I’m also getting a sense for just how gargantuan this task really is. I feel roughly like I’m in the first thirty miles of AIDS Lifecycle–only 555 miles to go…
I’m seriously considering taking a week or so off work in order to write. I have the extra vacation time….I’m thinking about it. Seriously.
Met with my new personal trainer today and am MUCH more impressed with her (thank goodness). She knows at least as much as I do about cycling, and I trust her to know more about training than I do, so we’re going to start work with free weights tomorrow. We’ll see how that goes. More detail on that in my Markleeville Death Ride training diary.
Meanwhile, Mike brought me roses a couple days ago to celebrate our six-month anniversary (yay!), and they are gorgeous. Big, deep red, with a real rose fragrance–I have them in a vase on my living-room dresser (so the cats don’t get at them) and I stop by and smell them whenever I’m going in and out. I love roses.

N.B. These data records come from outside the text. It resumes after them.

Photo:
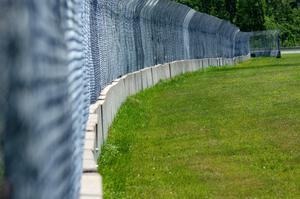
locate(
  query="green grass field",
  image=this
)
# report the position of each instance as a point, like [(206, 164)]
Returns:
[(231, 132)]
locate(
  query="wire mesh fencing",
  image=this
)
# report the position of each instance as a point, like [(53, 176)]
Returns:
[(56, 56), (265, 43)]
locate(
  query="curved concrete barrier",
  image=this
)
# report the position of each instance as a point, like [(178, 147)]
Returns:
[(103, 112)]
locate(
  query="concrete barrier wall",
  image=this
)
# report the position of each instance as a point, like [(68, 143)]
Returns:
[(103, 112)]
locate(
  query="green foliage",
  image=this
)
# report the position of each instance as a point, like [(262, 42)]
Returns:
[(256, 15), (226, 132), (250, 15)]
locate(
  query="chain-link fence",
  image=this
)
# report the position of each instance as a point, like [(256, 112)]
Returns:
[(265, 43), (55, 58)]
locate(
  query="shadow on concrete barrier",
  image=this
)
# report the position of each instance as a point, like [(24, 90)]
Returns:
[(104, 110)]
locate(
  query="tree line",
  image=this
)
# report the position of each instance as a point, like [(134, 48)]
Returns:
[(256, 15)]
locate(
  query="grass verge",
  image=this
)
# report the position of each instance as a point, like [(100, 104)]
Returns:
[(231, 132)]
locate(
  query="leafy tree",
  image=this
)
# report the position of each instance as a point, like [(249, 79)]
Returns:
[(255, 15), (251, 15)]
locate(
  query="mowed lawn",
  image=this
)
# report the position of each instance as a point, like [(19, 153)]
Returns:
[(230, 132)]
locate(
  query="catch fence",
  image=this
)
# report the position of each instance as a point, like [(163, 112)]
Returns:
[(56, 56)]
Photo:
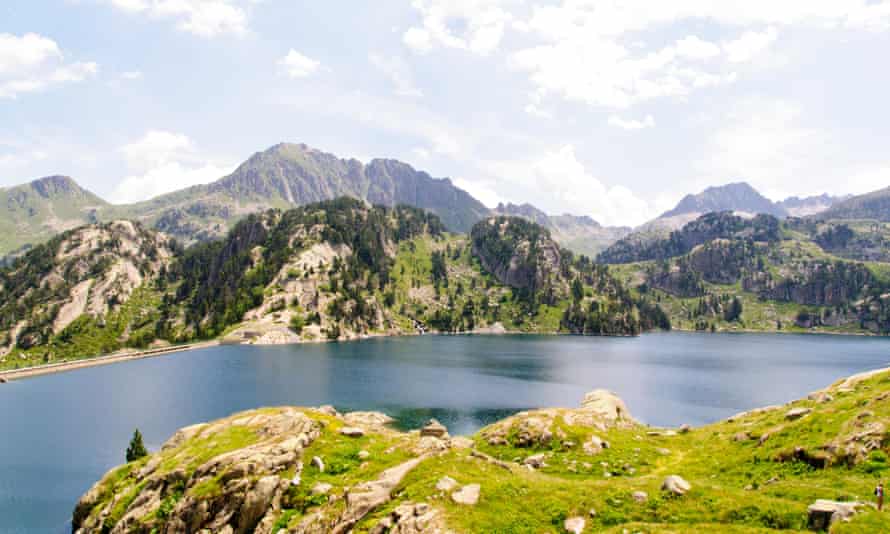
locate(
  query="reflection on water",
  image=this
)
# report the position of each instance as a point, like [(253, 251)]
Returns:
[(60, 433)]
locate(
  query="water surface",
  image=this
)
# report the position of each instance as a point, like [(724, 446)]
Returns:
[(59, 433)]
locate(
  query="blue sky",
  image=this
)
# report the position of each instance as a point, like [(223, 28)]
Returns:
[(610, 109)]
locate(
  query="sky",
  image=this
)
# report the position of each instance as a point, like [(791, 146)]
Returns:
[(613, 109)]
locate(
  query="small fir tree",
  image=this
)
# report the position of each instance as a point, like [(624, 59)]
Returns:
[(137, 448)]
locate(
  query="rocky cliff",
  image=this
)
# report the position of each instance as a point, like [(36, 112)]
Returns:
[(809, 464)]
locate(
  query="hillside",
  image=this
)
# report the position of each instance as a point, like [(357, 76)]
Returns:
[(874, 206), (580, 234), (289, 175), (808, 465), (34, 212), (282, 177), (722, 272), (739, 197), (332, 270)]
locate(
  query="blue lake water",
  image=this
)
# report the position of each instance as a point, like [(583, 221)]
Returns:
[(59, 433)]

(Back to the book) The difficulty, and the temptation, of this book is that there are SO many good stories from AIDS Lifecycle that it’s tempting to write the book of nothing more than short vignettes. But that would be a mistake–it’s the human story unfolding over seven days that’s of interest, so somehow I need to find a way to find characters to follow. I need to pare my thirty or forty interviews down to just a few riders that I follow through the seven days, and show how they grow. I need to wade through this tangled mess, write a lot, and do even more pruning. I thought I was making a decent attempt, and I am, but even after the draft is written there’ll still be about 2/3 of the writing to go.
Well, better get back to it. This is intense and slow work, but it’s fascinating.